I – DO JUÍZO DE ADMISSIBILIDADE

 

A apelação cível merece ser conhecida, eis que existentes os seus pressupostos de admissibilidade.

 

II – MÉRITO


Inicialmente, reconhece-se a presença de típica relação de consumo entre as partes, uma vez que, de acordo com o teor do Enunciado da Súmula 297 do STJ, as instituições bancárias, como prestadoras de serviços, estão submetidas ao Código de Defesa do Consumidor.

 

Nota-se, ainda, a condição de idoso e de hipossuficiência da autora (consumidora), cujos rendimentos se resume ao benefício previdenciário percebido, razão pela qual, tendo sido requerida a inversão do ônus da prova, é de se deferir tal pedido em seu favor, nos moldes do art. 6°, VIII, do CDC, in verbis:

 

"Art. 6° São direitos básicos do consumidor:

(...);

VIII — a facilitação da defesa de seus direitos, inclusive com a inversão do ônus da prova, a seu favor, no processo civil, quando, a critério do juiz, for verossímil a alegação ou quando for ele hipossuficiente, segundo as regras ordinárias de experiências".


Nesse caminho, colaciono o entendimento jurisprudencial sumulado no âmbito deste Eg.
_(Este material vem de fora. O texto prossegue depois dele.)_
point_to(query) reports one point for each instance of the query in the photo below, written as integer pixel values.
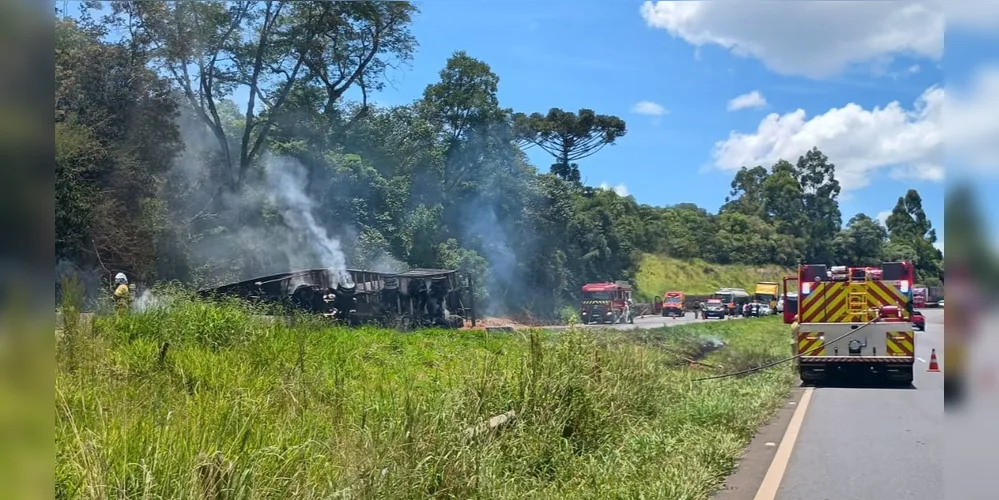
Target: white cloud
(882, 217)
(620, 189)
(858, 141)
(813, 39)
(649, 108)
(972, 124)
(752, 99)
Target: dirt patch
(491, 322)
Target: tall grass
(241, 408)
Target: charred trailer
(415, 298)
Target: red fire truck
(919, 296)
(606, 303)
(854, 320)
Tribunal de Justiça, acerca da aplicação da inversão do ônus da prova nas ações desta espécie, in verbis:

 

SÚMULA 26 – Nas causas que envolvem contratos bancários, pode ser aplicada a inversão do ônus da prova em favor do consumidor (CDC, art. 6º, VIII) desde que comprovada sua hipossuficiência em relação à instituição financeira, e desde que solicitado pelo autor na ação.”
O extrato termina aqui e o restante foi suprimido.